2. ## Definition of Fourier Series

Could you please post your book's definition of the Fourier Series? There are different conventions about multiplying constants out in front, as you go from book to book.

3. ## Weird

What's also weird about your book saying there's a $\sin(n\pi)/2$ factor in the $a_{n}$'s is that $\sin(n\pi)=0$ for all integers $n$.

4. Hi,
actually an=(8/pi*n)sin(n*pi)/2 thats what the Advanced Engineering Math A by K.A STROUD says, however the
sin(n*pi)/2 term is not zero for all integers.

for example if n is even an=0

If n=1,5,9,.. an=8/(n*pi)

If n=3,7,11,... an= -8/(n*pi)

sin(n*pi)/2 term came about..any information is welcome..thank you

5. ## Parentheses

Oh, did you mean $\sin(n\pi/2)$? There's a world of difference between $\sin(n\pi)/2$ and $\sin(n\pi/2)$.

6. Hi,
haha actually its ((n*pi)/2) sorry for the that

7. ## Assuming...

... the following expansion of $f(x)=\frac{a_{0}}{2}+\sum_{n=1}^{\infty}(a_{n}\cos (n x)+b_{n}\sin(n x))$, the coefficients are given by $a_{n}=\frac{1}{\pi}\int_{-\pi}^{\pi}f(x)\cos(n x)\,dx$, for $n\ge 0$, and $b_{n}=\frac{1}{\pi}\int_{-\pi}^{\pi}f(x)\sin(n x)\,dx$, for $n\ge 1$.

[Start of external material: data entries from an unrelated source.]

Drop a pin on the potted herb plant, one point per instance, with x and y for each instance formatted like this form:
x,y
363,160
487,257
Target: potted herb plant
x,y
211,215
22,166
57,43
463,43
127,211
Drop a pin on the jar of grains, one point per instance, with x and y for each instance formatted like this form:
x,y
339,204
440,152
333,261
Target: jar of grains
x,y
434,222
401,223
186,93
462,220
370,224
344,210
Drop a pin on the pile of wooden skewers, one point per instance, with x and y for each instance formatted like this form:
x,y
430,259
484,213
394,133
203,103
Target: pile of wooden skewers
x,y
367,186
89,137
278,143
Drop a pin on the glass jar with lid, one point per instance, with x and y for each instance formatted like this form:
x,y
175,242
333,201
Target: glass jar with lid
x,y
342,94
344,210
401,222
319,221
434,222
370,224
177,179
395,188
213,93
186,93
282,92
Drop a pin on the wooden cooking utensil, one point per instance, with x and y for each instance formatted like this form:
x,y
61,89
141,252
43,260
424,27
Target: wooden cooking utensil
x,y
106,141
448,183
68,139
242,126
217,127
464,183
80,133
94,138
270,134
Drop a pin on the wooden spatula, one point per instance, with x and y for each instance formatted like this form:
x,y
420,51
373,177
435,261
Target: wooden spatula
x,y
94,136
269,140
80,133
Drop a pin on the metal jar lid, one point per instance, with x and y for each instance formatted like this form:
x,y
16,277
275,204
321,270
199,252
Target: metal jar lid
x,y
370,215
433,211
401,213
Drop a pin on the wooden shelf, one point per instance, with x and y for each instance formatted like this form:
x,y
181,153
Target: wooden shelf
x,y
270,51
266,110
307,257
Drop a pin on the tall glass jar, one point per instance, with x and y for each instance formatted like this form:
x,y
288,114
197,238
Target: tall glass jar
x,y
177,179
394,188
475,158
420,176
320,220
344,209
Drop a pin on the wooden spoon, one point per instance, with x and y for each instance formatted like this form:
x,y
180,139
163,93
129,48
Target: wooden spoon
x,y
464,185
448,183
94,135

Now, the function you've given is even. Hence, all the $b_{n}$'s vanish. The integral for the $a_{n}$'s looks like the following:

$a_{n}=\frac{1}{\pi}\int_{-\pi}^{\pi}f(x)\cos(n x)\,dx
=\frac{1}{\pi}\int_{-\pi/2}^{\pi/2}4\cos(n x)\,dx
=\frac{4}{\pi}\left(\frac{\sin(nx)}{n}\right)\Bigg |_{-\pi/2}^{\pi/2}$
.
This, in turn, implies
$a_{n}=\frac{4}{n\pi}(\sin(n\pi/2)-\sin(-n\pi/2))
=\frac{4}{n\pi}(\sin(n\pi/2)+\sin(n\pi/2))
=\frac{8}{n\pi}\sin(n\pi/2)$
.

Now this explains the existence of the $\sin(n\pi/2)$ term, I hope. This expression can be simplified even further if you evaluate the trig function at the specified points: the even integer multiples vanish, and the odd integer multiples look like powers of $-1$.

Hope this helps.

8. Haha..I see where i went wrong now..its actually a very silly mistake which i guess comes from younger experience...Thank you very much!!